Until 1891 and the opening of Riggs Library in Healy Hall, the College library was in Old North. A visitor in the 1880s described the Old North library as a spot of darkness and dust – a tangled garden where one came upon a treasure unexpectedly among clumps of weeds and enjoyed it all the more.
1. The candidate must be of good moral character, and not under 21 years of age.
2. He must have studied medicine not less than three years; during which he shall have attended two full courses of instruction delivered in some regular medical school, one of which shall have been in this institution . . .
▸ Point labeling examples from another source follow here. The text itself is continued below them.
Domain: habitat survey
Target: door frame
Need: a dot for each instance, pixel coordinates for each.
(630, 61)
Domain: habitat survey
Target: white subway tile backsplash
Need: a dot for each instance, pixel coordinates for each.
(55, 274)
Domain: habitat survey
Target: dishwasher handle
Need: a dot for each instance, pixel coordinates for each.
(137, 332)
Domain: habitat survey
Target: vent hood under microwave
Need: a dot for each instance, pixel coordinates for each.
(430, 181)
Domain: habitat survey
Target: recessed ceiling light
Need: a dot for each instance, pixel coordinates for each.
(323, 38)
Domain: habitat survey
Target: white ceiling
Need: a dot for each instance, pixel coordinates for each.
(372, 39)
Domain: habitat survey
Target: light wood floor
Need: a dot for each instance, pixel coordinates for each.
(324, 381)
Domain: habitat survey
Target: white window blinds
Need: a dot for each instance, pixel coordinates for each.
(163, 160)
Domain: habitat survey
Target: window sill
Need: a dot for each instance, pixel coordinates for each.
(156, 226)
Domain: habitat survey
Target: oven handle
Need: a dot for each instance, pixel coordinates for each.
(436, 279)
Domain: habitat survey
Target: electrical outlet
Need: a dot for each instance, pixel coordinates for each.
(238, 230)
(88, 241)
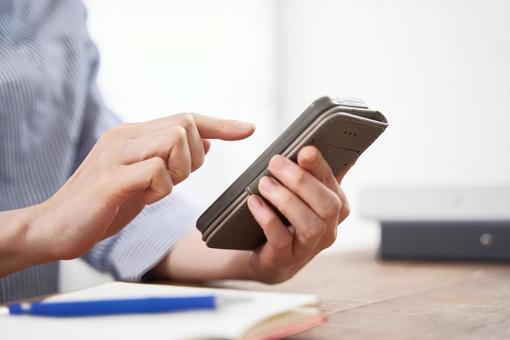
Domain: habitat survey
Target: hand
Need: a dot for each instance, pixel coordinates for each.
(129, 167)
(309, 196)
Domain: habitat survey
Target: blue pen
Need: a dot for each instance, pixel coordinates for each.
(113, 307)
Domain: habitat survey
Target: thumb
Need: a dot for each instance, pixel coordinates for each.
(215, 128)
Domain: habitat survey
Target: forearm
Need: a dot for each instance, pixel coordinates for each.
(191, 260)
(16, 253)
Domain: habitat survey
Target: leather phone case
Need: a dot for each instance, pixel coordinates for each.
(340, 129)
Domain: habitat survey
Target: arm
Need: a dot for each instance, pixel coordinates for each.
(15, 253)
(129, 167)
(307, 194)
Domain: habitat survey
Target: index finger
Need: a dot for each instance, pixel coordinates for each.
(225, 129)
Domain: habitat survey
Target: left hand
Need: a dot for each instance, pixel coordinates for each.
(309, 196)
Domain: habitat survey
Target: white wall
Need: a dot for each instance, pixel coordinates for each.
(439, 70)
(214, 57)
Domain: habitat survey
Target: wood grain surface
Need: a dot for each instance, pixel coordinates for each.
(367, 298)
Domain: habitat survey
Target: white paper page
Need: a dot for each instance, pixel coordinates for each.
(227, 322)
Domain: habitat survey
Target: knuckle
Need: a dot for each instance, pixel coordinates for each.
(186, 120)
(314, 231)
(158, 164)
(270, 219)
(333, 206)
(299, 178)
(330, 239)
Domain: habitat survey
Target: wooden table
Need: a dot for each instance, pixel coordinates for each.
(366, 298)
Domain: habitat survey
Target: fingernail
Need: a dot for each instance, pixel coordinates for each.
(277, 163)
(244, 125)
(267, 183)
(254, 202)
(310, 154)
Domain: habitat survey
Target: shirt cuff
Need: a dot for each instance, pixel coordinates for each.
(150, 237)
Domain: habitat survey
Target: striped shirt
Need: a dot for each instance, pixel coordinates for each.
(51, 114)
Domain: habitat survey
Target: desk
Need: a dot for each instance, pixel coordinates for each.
(366, 298)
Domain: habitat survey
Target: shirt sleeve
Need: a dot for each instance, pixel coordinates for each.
(145, 241)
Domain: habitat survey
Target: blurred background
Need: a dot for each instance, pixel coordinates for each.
(439, 70)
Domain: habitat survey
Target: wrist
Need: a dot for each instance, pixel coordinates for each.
(16, 249)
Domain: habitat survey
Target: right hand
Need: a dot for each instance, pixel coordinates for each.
(130, 166)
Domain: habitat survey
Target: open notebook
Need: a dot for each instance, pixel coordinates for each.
(254, 315)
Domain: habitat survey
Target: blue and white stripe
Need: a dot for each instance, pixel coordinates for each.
(51, 114)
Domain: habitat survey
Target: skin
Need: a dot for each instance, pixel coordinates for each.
(138, 164)
(309, 196)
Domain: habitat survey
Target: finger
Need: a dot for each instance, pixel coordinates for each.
(207, 145)
(208, 127)
(196, 146)
(345, 210)
(150, 176)
(308, 225)
(215, 128)
(324, 201)
(344, 171)
(311, 159)
(170, 144)
(277, 234)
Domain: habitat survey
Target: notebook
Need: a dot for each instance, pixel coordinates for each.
(251, 315)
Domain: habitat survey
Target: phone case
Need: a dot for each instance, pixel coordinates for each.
(341, 129)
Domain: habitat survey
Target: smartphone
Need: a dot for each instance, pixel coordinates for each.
(341, 129)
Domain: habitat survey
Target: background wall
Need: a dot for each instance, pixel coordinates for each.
(438, 69)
Before the administration of Patrick Healy, the Medical Department and the Law Department (which opened in 1870) operated very independently from the College. Both were housed off-campus and were set up to be self-financing. Under this arrangement, faculty members shared the revenues from tuition and also bore the costs of operating the school. President Healy insisted that academic standards be raised in both Departments, lengthening their programs and mandating that written examinations be administered, as opposed to oral or no examinations.
Degrees were awarded to five undergraduate and seven graduate students, including one from Ireland. The length of the ceremony, 9 a.m.-3 p.m., was added at the bottom in a later, unknown hand. Most of the time was occupied by music and by the reading of poems and speeches by students. One of the students listed on the program, Robert M. Douglas, the son of Stephen A. Douglas, later served on the North Carolina Supreme Court.
Note that while the names of the student speakers are listed on the program, the names of the graduates are not.
22 . . . Boys had holliday [sic] in the evening to go to a base-ball match . . .
While very little detail is provided, this reference appears to be the earliest one in the University Archives to the playing of baseball by Georgetown students. R. Emmett Curran notes in his History of Georgetown that: Although the sport [baseball] was played in both Northern and Southern cities well before 1861, the Civil War may have inadvertently made baseball truly the national past-time since it was much played in Northern and Southern military camps alike throughout the conflict. After the Civil War, baseball clubs were formed across the country. Many colleges established teams, Georgetown among them.
The George Washington University Archives include an account in a diary kept by student George Coffin of a slightly earlier baseball game, played against Georgetown on June 5, 1866. According to the diary: The Georgetown nine made, in the 9 innings, 24 runs to 9, made by our boys.
St. Cecilia is the patron saint of musicians and church music. The College choir formed the St. Cecilia Society in the 1850s and held their annual celebration on St. Cecilia’s Day (November 22), performing in the refectory.
In 1853, a dramatic troupe was officially established on campus. No tickets were printed for the Association's early productions; plays were seen by invitation only and an Invitation Committee compiled guest lists and sent out invitations.